In Cowan, the Panel held that a trial court properly excluded a “report” attached to a C-32. The report was dated two days after the physician prepared the C-32; was partially typed and partially handwritten; and wasn’t prepared by the doctor as a part of the C-32, but rather was prepared in response to questions posed to him by the employer after he prepared the C-32. The Panel concluded the report didn’t strictly meet the requirements of section 50-6-235.
The takeaway: a report that’s bootstrapped to a C-32 isn’t admissible. And, if a C-32’s contents are harmful to your case, depose the doctor.
Appeals Board Opinions
Since the Reform Act took effect, the Appeals Board has reviewed several cases involving C-32s. But I’ll mention just three of them.
In 2019, the Board released Smith v. Galloway Constr., LLC, holding that at an expedited hearing, the trial court properly admitted a C-32 into evidence, where the employee gave notice of an intent to rely upon the form by writing that the physician would appear “via C-32” on the hearing request form.
The Board also ruled that a party who files the C-32 without a statement of the physician’s qualifications can’t later object to their own exhibit on admissibility grounds based on that omission.
Last year saw the release of a couple of even more significant opinions involving C-32s.
First, in June 2021, in Sadeekah v. Abdelaziz d/b/a Home Furniture and More, the Board affirmed a ruling to exclude a C-32 that wasn’t timely filed before a summary judgment hearing.

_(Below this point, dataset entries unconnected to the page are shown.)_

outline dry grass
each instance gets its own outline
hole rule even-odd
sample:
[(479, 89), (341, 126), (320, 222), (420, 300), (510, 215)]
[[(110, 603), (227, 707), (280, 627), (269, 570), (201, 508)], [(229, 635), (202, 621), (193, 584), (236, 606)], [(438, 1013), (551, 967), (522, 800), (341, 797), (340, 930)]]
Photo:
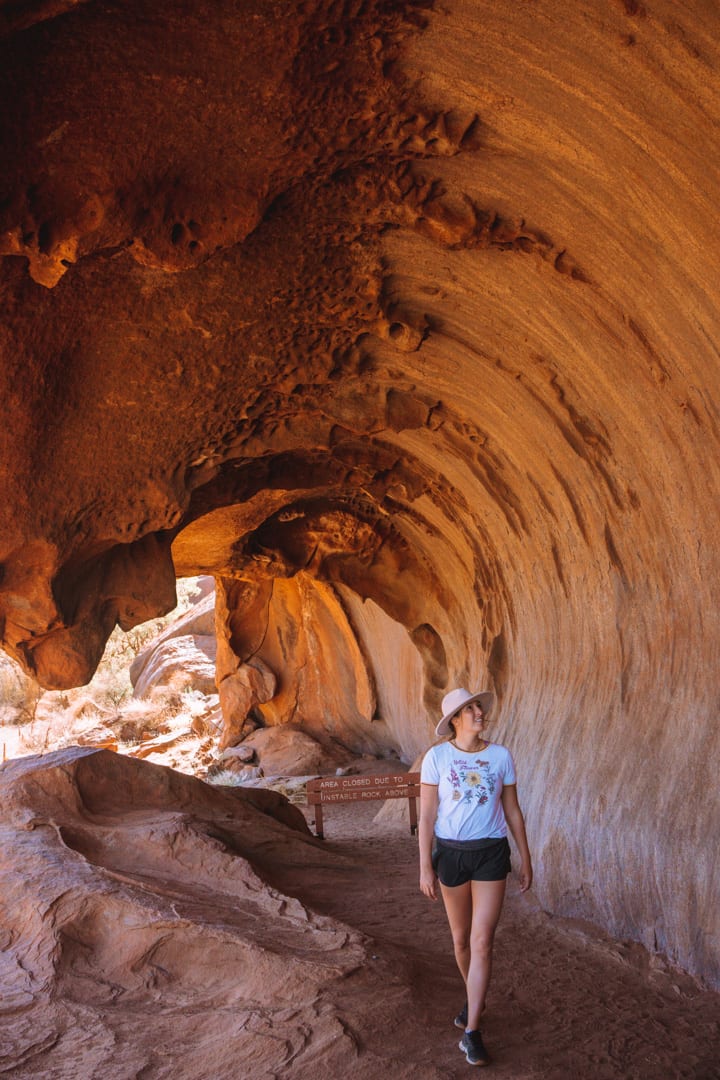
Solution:
[[(164, 734), (168, 718), (188, 714), (188, 724), (207, 704), (172, 691), (149, 700), (133, 699), (130, 666), (138, 652), (184, 615), (198, 595), (198, 579), (177, 582), (177, 607), (124, 633), (116, 627), (97, 672), (87, 686), (74, 690), (44, 691), (10, 657), (0, 652), (0, 742), (3, 753), (43, 754), (71, 745), (79, 735), (98, 727), (110, 729), (120, 742), (133, 744)], [(204, 696), (200, 694), (201, 698)]]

Perhaps more important was a footnote that explained the type of hearing is critical to determine the admissibility of a C-32.
The Board wrote: “The rules governing expedited hearings allow a party to introduce ‘[l]etters or written statements addressing medical causation signed by a physician’ at an expedited hearing, but such statements may be excluded at a compensation hearing. . . . On the other hand, the proof that may be considered at a summary judgment hearing is governed by Rule 56.04 of the Tennessee Rules of Civil Procedure. To be admissible as the physician’s direct testimony ‘at any stage of a workers’ compensation claim in lieu of a deposition,’ a Form C-32 must comply with the requirements of Tennessee Code Annotated section 50-6-235(c).”
So, if you want to use a C-32 in support of or in opposition to a motion for summary judgment, make sure it meets the standards.
Three days later, the Board released Mosley v. HG Staffing. In that case, the employer objected to the admissibility of a C-32 at an expedited hearing because it lacked an original signature and statement of the physician’s qualifications, and the form was incomplete. The court admitted the form as a signed medical record, and the Board affirmed.
The lack of an original signature didn’t preclude the trial court from considering it a signed medical record under Rule 0800-02-21-.16(2)(b), the Board held. Further, section 50-6-235(c) doesn’t require a physician to respond to every question included on the C-32. Incompleteness of the form goes to its weight, not admissibility.
Let’s end with practice pointers regarding C-32s.
— Don’t forget the original signature and statement of qualifications. File the form electronically, but bring the original to the hearing.
If you have a reproduced report that isn’t originally signed, the statute says you can get it into evidence with an originally signed affidavit from the physician or the “submitting attorney.”
And we don’t need the 30-page version of the CV listing every presentation the doctor has ever given. Rather, all we need is a statement of qualifications of the doctor making the report.
— Scrutinize the doctor’s opinions. Did the physician check that the employee’s condition resulted from a specific incident and a gradual injury, for example? Inconsistencies like that happen; sometimes staff complete the form, or possibly the physician is in a hurry. Stated another way, make sure the answers fit with the theory of the case before filing the C-32.
In conclusion, the C-32 has helped streamline case presentation for many decades now. The form has generated problems but also helpful case law along the way. To ensure your form gets before the judge, re-read section -235, the cases, and the form itself.